Previous attempts at expanding the federal government’s authority to buy private land for trails have failed, Allard says.

“Both House and Senate members have introduced various forms of this bill for nearly a decade,” Allard says. “My bill, introduced in March of this year, marks the first time the legislation has been passed by the Senate.”

Allard’s spokesman, John Wood, says the bill will restore “equity” to the nine trails.

“It’s just a common-sense bill,” Wood says. “When initially built, the trails were only allowed to use existing federal land. What this bill is doing is restoring equity to allow the nine trails to be completed.”

Most of the nation’s scenic and historic trails use land owned by agencies, such as the U.S. Forest Service Service, the National Park Service and the Bureau of Land Management. But only 120 miles of the 3,100-mile Continental Divide Trail would cross privately owned land, Werner says.

Some of those problematic stretches of trail are in northern and southern Colorado.
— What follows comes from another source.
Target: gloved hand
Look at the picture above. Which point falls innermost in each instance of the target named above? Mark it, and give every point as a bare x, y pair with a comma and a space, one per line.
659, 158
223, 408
“It’s critical that the federal agencies that administer and manage these trails have the authority to use public money to buy land from willing sellers when it becomes available,” Werner says. “There’s no way to have continuous rights-of-way for hikers to follow if the government doesn’t have the ability to buy land when people are selling it.”

Volunteers are continuing to work on the Continental Divide Trail, which runs though five states, 25 national forests, 13 wildernesses, three national parks and one national monument. Crews have finished approximately 70 percent of the trail, which was designated by Congress in 1978.

The volunteer work is organized by the Continental Divide Trail Alliance and the Colorado Trail Foundation.

The Continental Divide Trail is part of a trio of mountainous north-south trails that avid hikers have made it their goal to complete. The other two are the Pacific Crest Trail on the West Coast and the popular Appalachian Trail on the East Coast.

“Obviously, if you want to have a continuous route for someone to follow you’re going to have to have just that – a continuous right of way to protect the continuity of the trail corridor,” says Werner.

Werner calls Allard’s bill “wonderful” and praises the senator for not limiting his bill to trails that run through Colorado.

“To me, it’s generous on the part of Sen. Allard,” Werner says. “It’s a very far-sighted and public-spirited thing for him to do.”